Its secretary-general, Mr Hamim Aliyas, has said that his party is likely to stay with Bishan-Toa Payoh GRC, which it has contested before, and one SMC that will either be Kebun Baru, another new SMC in the election, or Marymount.

People’s Voice party (PV) chief Lim Tean told ST that his new party is eyeing contests in Choa Chu Kang GRC, Jalan Besar GRC, Tanjong Pagar GRC and Pasir Ris-Punggol GRC, which has been reduced from a mammoth six-member GRC to a five-member one.

The party is also keen on contesting Pioneer SMC and Mountbatten SMC, added Mr Lim, for a total of 20 seats that PV could potentially be trying for in the upcoming election.

On Friday, National Solidarity Party (NSP) secretary-general Spencer Ng told ST the party was originally going on a walkabout in the Tampines GRC this Sunday, but will now have a “strategy meeting” at its headquarters instead. The party has contested the five-member GRC twice.

The Singapore Democratic Party (SDP) announced in August last year that it plans to contest Holland-Bukit Timah GRC and Marsiling-Yew Tee GRC, as well as the Bukit Batok, Bukit Panjang and Yuhua single seats in the next general election. That will mean that it would be vying for 11 seats in parliament.

Reform Party (RP) has declared its intention to run in the three constituencies it contested in the last elections – Ang Mo Kio GRC, West Coast GRC and Radin Mas SMC, for 11 seats. Chairman Andy Zhu told ST on Friday that the party wants to “pick up where we left off”.

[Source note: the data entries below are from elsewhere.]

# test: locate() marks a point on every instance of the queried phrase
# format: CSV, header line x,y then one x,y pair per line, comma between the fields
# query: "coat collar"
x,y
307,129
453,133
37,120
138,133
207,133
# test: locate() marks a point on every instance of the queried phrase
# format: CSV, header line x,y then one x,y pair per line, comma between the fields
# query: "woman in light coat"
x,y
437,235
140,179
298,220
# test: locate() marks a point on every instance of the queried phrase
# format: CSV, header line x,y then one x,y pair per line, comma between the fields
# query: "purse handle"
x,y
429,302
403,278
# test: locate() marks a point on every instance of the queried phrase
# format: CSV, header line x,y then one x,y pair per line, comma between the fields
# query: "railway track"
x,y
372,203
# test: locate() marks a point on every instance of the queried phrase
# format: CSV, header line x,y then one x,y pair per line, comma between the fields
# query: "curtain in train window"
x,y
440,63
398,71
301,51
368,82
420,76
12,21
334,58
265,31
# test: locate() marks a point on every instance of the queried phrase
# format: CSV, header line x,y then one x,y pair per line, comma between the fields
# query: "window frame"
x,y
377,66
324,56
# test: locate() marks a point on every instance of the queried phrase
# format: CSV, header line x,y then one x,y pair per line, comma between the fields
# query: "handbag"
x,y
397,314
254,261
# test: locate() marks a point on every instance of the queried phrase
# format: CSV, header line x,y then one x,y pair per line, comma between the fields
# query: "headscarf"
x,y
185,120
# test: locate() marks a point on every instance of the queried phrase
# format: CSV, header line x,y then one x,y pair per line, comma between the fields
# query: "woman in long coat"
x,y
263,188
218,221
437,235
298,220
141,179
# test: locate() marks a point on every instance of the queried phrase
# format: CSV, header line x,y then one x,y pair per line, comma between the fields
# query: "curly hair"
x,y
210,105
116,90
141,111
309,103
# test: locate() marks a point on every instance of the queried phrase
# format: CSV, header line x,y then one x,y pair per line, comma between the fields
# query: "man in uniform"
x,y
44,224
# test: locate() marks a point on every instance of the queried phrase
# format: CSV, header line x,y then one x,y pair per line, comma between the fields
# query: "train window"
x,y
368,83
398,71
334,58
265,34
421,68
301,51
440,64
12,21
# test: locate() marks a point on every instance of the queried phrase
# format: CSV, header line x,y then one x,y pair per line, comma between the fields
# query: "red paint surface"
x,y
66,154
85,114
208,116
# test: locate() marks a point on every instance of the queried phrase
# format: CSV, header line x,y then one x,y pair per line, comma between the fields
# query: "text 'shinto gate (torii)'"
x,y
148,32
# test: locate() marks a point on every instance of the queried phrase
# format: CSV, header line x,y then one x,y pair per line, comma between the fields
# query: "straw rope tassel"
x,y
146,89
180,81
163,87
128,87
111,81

Meanwhile, Singapore Democratic Alliance (SDA) chairman Desmond Lim told ST that it will be vying for the Pasir Ris-Punggol GRC, which it has contested in the past three elections.

Mr Lim added that the party might also contest a new SMC or GRC. There were four new SMCs and one new GRC in the boundaries report.

One new seat, Punggol West SMC, was carved out from Pasir Ris-Punggol GRC.

In previous elections, opposition parties met for negotiations to avoid three-cornered fights.

No such meeting has yet been arranged.

The general election must be held by April 2021.